Emerson's Concord HymnThe Patriots' Hymn at Concord


       The Yeoman’s Gazette (Concord, Mass.) for April 19, 1836, states: “Mr. Ralph Waldo Emerson, of our community, was called on to speak about the farmers from this neighborhood who took up arms and assembled at the old bridge, with their flag flying; that the sounds of the shot they had fired off were carried all around the world. Mr Emerson said his poem was to be known as the Concord Hymn, and that it was to be sung to celebrate the completion of the battle monument.” Printed with the poem are the words: “Sung at the completion of the Battle Monument, April 19, 1836 [Evacuation (Patriots’) Day].”
        Emerson’s grandfather, Minister of the Concord Church, was present at the battle in 1775. The study in Emerson’s home, “Old Bush”, overlooked the Concord River and the battlefield. In the year following, an item in the Gazette for July 8 reports a “well sung Old Hundredth” by those at the gathering.
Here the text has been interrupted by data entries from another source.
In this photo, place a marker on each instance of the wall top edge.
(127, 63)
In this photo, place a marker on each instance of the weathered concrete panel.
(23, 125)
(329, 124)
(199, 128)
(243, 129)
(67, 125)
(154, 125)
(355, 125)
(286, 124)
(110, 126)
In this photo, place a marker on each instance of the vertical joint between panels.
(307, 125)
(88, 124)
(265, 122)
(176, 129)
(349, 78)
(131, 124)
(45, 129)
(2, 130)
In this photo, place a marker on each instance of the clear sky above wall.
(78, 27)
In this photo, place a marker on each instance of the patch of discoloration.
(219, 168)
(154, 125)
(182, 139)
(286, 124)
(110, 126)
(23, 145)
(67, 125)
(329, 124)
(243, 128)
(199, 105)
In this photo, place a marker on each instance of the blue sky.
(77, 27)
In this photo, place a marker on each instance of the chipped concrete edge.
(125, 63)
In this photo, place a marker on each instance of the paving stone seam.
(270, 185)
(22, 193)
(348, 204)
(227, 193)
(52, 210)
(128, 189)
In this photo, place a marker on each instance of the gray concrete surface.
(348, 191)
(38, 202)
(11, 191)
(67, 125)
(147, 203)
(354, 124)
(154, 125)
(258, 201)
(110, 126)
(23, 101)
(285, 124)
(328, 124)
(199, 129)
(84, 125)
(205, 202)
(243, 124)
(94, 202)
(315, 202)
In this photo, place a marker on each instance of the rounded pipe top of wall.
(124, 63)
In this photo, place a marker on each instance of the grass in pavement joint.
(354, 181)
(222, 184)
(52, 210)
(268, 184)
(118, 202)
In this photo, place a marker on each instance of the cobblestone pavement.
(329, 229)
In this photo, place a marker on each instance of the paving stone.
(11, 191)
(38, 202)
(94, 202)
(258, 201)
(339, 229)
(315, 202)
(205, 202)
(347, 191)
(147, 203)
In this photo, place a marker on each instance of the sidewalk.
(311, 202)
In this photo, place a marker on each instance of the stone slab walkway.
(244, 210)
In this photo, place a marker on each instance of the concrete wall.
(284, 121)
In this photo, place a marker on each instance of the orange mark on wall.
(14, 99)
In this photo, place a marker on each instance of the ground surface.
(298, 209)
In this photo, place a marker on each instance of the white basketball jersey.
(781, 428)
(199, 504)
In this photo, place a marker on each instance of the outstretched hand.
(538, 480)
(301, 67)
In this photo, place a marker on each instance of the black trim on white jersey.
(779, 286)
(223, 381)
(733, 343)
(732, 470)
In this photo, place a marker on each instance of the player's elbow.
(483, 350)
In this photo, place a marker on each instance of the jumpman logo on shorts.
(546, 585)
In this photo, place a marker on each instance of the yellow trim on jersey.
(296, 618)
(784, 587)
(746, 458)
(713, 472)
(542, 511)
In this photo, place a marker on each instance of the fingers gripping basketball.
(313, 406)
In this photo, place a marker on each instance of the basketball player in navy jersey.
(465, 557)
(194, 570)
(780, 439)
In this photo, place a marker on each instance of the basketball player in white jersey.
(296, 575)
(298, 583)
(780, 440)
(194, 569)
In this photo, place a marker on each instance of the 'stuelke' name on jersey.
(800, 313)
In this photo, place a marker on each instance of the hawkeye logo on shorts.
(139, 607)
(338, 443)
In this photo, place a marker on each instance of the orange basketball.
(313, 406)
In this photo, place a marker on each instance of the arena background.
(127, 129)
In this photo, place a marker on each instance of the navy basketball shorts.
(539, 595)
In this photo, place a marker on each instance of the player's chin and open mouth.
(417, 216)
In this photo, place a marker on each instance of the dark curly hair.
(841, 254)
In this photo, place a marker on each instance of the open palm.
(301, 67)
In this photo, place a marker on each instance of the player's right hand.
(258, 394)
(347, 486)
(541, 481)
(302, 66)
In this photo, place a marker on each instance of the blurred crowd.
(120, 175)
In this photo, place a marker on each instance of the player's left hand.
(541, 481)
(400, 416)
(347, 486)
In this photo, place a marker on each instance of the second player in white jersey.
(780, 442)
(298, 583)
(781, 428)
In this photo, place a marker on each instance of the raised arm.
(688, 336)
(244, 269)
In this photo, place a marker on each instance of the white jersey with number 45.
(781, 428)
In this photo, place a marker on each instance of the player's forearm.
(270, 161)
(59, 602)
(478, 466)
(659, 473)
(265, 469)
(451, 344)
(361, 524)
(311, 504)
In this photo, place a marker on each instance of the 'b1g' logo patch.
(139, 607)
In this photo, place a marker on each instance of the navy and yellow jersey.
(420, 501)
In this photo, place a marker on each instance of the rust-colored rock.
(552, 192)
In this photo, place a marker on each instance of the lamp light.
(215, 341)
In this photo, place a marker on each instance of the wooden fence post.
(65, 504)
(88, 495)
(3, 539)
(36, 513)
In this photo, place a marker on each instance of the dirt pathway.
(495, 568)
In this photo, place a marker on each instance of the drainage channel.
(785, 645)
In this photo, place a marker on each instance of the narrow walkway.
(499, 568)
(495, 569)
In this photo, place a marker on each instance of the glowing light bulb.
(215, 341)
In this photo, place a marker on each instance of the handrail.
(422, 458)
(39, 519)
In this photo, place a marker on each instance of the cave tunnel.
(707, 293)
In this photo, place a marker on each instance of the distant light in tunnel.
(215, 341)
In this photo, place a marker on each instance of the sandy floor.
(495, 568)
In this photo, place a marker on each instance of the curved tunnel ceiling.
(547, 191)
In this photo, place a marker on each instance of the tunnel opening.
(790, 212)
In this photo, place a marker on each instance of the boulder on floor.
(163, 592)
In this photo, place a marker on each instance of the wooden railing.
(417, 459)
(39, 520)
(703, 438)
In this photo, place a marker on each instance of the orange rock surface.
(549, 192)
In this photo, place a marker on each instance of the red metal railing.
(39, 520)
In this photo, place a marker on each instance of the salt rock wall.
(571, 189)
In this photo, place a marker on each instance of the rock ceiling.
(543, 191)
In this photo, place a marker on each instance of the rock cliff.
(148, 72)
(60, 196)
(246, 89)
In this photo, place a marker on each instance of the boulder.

Singing the poem is further corroborated by a private note containing the statement:
“Sung by the people on the battleground at the monument [in another event], 4th of July, 1837.”

Tune
Writing a text to a specific tune is a time-honored method of composition. That Emerson chose this psalm tune to remind us of a melody sung by “our sires, th’embattled farmers” confirms his knowledge of the music of his forebears, and his experience in singing with the congregation of the Church of his father, Rev. William Emerson, Minister of the First Church in Boston, known as “Old Brick”. The psalm tune, Old Hundredth [long meter], was composed by Louis Bourgeois for Pseaulmes cinquante de David, Geneva, 1547. It was used as a setting for the text of Psalm 100 in the Genevan Psalter of 1551, and is found in most psalm-tune and hymn books since. The Bay Psalm Book (1640) translation of Psalm 100 is also in long meter.

Presentation
This song is best sung by voices alone [a cappella] in the style that it represents best, the singing of the early Puritan ‘gatherings.’ The notation given here is in the ‘old’ style, or original form: each phrase has a long first note and three long final notes. The first note is known as the ‘gathering tone’, in which all participants ‘tune’ to the common pitch. The last three [whole] notes accentuate important words in the phrase.
One may use the traditional ‘deaconing’ or ‘lining out’ technique to lead this psalm. An individual singer — by custom a male — sets the pitch and the pace of the first verse, singing one line at a time to which the other singers respond. In subsequent verses, all sing together. If the group does not have the text in hand, the subsequent verses may be read out one line at a time, the group singing the response. The hymn is to be sung in phrases, like chanting, not with a rhythmic beat. The pace should be brisk: half note = 76.